Her absence comes as the president has invoked emergency authority under the 1973 Home Rule Act to take direct control of the city’s police force, deploy National Guard units, and direct federal law enforcement to supplement local operations.
Mr. Trump has pledged to “liberate” Washington from what he describes as rampant crime left unchecked by the city’s Democratic leadership.
“Because the Democrat Government of D.C. has largely stopped investigating, arresting, and prosecuting most Crime, the published statistics don’t even capture a fraction of the actual Violence,” Mr. Trump said in a Truth Social post Wednesday. “No one is arrested for shoplifting.
Citizens living in fear have largely given up on calling the Police, instead choosing not to walk the streets after dark, essentially becoming captive prisoners in their own City.”
The president asserted that actual crime rates may be “five to ten times” higher than reported, blaming what he views as lax enforcement. “D.C. has been under siege from thugs and killers, but now, D.C. is back under Federal Control where it belongs. The White House is in charge. The Military and our Great Police will liberate this City, scrape away the filth, and make it safe, clean, habitable and beautiful once more!”
Since the crackdown began Monday, federal officers — working with city police now under presidential authority — have made dozens of arrests.

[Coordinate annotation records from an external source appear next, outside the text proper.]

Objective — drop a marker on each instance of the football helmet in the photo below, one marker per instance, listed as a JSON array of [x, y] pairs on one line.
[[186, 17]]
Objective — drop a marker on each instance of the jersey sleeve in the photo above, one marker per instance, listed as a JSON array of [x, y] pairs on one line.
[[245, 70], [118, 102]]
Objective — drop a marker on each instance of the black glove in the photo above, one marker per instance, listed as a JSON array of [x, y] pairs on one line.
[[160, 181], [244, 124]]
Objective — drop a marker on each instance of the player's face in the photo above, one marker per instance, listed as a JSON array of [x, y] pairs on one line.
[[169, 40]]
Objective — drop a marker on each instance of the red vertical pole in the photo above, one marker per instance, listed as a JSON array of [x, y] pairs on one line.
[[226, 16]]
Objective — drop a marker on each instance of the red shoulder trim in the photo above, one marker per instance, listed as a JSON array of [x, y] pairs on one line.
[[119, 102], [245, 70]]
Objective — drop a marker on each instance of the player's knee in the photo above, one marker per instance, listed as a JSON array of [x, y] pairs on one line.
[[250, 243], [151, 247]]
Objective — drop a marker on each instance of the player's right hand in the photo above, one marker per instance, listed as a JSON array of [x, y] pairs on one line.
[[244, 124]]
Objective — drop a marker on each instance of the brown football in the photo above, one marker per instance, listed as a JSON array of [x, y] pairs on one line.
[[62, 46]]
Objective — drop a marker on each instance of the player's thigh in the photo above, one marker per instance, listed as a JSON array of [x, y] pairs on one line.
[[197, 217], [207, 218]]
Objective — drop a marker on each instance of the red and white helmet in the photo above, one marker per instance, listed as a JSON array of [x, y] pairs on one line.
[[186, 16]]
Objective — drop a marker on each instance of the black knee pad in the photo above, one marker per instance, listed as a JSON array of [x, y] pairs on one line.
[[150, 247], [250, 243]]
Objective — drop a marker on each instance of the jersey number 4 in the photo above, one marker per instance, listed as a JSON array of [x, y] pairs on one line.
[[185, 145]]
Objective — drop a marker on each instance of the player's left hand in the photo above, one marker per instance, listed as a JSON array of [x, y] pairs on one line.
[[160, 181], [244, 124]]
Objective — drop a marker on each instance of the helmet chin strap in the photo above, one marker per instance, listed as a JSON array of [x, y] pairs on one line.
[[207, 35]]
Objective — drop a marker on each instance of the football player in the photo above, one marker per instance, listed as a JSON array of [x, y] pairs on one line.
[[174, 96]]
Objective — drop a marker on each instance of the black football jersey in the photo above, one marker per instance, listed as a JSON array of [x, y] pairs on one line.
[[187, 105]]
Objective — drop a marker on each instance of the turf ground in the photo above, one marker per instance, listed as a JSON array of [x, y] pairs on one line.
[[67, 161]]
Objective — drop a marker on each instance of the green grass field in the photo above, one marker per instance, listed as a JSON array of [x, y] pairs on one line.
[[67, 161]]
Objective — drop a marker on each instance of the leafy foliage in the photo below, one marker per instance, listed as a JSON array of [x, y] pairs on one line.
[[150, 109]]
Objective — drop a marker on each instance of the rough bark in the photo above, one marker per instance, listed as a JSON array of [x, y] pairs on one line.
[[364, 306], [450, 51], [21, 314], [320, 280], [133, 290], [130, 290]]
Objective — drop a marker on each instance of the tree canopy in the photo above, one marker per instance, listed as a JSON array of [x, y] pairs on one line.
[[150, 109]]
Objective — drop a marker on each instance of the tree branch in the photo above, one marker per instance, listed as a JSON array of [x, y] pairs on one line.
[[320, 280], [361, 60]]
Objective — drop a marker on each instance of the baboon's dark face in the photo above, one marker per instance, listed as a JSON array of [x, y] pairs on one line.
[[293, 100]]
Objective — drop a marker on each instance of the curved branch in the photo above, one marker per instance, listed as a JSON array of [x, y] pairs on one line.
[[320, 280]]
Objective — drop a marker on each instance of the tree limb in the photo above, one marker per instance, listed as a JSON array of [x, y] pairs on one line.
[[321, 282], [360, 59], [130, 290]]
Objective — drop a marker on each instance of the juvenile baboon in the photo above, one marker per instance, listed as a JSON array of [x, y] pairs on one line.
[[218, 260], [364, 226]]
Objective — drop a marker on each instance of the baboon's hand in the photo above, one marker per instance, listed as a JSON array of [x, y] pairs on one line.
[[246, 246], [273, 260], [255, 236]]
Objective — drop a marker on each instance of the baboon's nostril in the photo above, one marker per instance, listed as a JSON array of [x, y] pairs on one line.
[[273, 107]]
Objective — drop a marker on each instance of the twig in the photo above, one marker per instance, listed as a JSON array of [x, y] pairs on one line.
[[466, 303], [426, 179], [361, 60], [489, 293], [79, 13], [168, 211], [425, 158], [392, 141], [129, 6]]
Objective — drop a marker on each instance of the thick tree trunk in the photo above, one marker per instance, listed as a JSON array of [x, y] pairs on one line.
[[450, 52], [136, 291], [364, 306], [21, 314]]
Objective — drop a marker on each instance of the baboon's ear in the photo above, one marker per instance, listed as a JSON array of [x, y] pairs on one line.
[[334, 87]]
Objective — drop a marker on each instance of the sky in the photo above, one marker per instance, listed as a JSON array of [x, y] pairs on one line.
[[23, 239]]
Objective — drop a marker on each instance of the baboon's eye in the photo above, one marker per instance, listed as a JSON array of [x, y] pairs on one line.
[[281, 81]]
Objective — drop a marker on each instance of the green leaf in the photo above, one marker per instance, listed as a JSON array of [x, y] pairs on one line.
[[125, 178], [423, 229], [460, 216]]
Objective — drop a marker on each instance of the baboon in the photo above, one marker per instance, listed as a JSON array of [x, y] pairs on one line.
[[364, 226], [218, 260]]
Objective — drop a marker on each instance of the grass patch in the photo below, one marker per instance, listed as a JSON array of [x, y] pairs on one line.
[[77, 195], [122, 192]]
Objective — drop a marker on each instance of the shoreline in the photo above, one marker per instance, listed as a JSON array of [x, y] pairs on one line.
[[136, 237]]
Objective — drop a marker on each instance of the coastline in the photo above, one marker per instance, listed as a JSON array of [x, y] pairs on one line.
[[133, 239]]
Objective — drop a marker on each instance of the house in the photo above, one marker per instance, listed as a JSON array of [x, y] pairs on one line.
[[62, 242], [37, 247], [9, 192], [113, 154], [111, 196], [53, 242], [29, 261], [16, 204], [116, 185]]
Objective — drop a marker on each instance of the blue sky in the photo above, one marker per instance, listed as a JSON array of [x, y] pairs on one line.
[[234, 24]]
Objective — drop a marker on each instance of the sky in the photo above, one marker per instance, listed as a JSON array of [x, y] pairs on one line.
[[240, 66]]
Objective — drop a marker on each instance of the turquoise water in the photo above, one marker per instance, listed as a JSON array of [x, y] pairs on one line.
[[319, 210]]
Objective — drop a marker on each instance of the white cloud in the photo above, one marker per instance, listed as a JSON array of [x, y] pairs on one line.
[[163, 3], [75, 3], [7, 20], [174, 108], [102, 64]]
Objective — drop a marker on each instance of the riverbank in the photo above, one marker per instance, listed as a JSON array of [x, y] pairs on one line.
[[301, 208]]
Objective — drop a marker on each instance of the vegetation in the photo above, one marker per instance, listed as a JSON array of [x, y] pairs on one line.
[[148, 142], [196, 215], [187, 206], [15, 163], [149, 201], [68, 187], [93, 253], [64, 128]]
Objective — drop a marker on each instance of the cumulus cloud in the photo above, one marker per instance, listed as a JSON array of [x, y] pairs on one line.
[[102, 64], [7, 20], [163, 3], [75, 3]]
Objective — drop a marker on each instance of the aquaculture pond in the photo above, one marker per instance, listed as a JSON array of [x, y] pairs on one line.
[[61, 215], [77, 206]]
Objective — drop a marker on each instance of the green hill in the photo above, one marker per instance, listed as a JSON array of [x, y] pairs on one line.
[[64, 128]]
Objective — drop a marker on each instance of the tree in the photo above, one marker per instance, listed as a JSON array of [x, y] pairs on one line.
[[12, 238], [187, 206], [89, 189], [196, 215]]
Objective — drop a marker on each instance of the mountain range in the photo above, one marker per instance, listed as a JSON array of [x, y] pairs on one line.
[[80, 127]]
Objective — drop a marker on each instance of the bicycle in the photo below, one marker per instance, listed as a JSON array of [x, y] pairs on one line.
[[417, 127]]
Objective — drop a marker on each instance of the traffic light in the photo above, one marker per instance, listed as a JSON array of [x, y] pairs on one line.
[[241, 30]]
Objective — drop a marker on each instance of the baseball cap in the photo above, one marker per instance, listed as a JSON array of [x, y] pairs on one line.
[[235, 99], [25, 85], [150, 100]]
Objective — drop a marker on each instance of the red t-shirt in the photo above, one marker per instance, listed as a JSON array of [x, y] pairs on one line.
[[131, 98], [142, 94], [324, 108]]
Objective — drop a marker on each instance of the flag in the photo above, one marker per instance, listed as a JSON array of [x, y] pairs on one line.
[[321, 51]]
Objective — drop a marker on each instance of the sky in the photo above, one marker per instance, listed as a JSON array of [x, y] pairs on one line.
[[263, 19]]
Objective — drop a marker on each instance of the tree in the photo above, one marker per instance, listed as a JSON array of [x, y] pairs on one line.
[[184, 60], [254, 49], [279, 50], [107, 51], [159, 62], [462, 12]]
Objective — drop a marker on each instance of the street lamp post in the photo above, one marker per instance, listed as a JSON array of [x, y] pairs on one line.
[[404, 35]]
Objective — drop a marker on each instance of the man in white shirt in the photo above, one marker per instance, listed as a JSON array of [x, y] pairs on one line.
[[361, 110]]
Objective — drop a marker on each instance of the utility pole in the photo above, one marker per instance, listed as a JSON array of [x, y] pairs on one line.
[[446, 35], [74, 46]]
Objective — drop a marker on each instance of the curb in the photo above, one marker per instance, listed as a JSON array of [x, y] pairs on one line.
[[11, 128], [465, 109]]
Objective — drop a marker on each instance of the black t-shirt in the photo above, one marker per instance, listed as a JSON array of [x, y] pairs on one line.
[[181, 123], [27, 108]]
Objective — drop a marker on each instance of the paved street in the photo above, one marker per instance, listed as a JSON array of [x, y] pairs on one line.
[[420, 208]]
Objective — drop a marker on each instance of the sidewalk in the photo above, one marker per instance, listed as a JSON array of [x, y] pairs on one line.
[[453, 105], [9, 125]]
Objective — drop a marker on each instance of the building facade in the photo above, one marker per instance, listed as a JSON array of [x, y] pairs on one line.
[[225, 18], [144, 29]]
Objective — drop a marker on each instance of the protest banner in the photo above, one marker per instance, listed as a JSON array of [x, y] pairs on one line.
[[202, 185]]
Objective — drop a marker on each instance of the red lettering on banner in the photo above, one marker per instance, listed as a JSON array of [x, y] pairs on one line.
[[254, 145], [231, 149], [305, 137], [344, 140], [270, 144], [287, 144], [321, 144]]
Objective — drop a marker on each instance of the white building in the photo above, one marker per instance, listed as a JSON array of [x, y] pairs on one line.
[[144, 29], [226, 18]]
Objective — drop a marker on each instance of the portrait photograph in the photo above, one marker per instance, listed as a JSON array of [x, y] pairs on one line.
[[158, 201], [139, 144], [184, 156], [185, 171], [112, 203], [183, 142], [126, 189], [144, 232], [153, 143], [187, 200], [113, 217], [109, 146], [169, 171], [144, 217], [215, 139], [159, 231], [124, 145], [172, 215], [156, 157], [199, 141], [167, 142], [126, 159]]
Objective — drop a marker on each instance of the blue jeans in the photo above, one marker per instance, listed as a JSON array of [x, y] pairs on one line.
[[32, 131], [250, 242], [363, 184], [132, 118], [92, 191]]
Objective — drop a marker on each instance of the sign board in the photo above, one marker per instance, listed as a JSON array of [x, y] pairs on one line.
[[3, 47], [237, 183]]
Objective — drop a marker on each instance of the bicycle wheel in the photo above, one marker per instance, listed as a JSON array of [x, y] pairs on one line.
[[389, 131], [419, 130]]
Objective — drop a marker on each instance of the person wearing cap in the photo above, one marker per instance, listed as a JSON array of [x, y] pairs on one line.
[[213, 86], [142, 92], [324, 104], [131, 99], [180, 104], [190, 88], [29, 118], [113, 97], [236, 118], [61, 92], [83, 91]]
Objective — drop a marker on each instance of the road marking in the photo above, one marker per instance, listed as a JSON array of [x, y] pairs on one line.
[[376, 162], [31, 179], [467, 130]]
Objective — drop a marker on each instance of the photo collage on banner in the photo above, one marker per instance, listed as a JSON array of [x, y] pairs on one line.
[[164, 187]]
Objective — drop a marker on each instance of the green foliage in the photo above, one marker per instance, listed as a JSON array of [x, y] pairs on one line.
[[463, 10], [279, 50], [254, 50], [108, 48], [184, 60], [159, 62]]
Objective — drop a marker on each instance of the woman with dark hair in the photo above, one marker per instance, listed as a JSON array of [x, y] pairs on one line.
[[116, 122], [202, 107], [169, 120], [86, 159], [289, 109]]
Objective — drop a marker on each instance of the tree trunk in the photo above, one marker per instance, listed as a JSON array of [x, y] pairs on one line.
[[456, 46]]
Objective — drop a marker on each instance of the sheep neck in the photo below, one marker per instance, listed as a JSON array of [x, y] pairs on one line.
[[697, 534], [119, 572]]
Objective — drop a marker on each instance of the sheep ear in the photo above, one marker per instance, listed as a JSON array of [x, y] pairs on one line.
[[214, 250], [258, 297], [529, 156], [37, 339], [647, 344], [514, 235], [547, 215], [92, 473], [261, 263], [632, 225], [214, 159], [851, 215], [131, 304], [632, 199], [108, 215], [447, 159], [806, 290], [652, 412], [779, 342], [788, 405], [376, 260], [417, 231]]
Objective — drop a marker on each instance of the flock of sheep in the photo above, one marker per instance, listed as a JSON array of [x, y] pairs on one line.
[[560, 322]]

On Tuesday alone, 43 people were taken into custody. Under Mr. Trump’s orders, the Metropolitan Police Department is coordinating with Immigration and Customs Enforcement to target undocumented immigrants as part of the anti-crime push.
Critics of the city’s handling of public safety have long pointed to violent crime, open-air drug markets, and encampments as evidence of a leadership vacuum.
Mr. Trump’s move to reassert federal control has drawn praise from some residents frustrated with deteriorating conditions — and criticism from others who see it as a challenge to local governance.
For now, Washington’s crime fight is being led not from the Wilson Building, but from the White House. And with Mayor Bowser on the Massachusetts coast, Mr. Trump appears determined to set the tone — and the pace — for the capital’s security.